In July 1945, she returned to her native village. In August of that year, she entered a medical school in the city of Rossosh. And then she got married and, by the will of fate, ended up with her husband in the village of Dobroe, where she worked for 32 years. First, the midwife in the hospital, and when he was disbanded, she went to work in the district hospital. "
The old purse is kept by the Orlov family from Lipetsk. Here is a letter from Gleb Orlov, a student at Lyceum No. 3.

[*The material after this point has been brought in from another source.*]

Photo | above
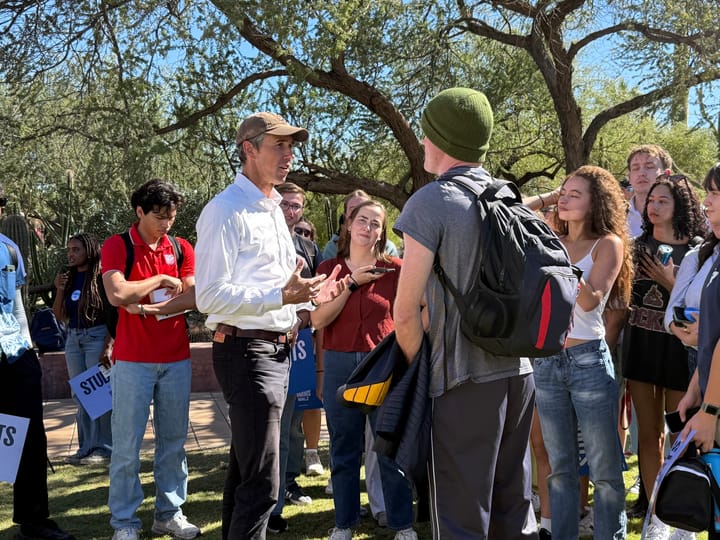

“Dmitry Nikitovich Shestopalov was called up for war in 1941. He was a driver in a car carrying ammunition. One day they began shelling from the air. The soldiers began to dig in. My grandfather was injured. Three fragments hit him. After the shelling, he himself pulled two fragments from his leg, and the third remained in his thigh for life.
Grandfather had a purse with documents. During the shelling it lay in a jacket on the ground. He was pierced through by a fragment. This purse is stored at our place.
In 1941, in an unequal battle, the grandfather detachment was defeated, and they were captured. After his release, he continued to fight. In 1946 he returned home and for some time served in public service. Grandfather was awarded the medals that are now stored in our home.
Grandfather lived a long life. He was a respected man at the state farm of the Tambov region. A good memory of him was preserved among the villagers and numerous relatives. ”
Kind, long memory to all who defended our land! Thanks!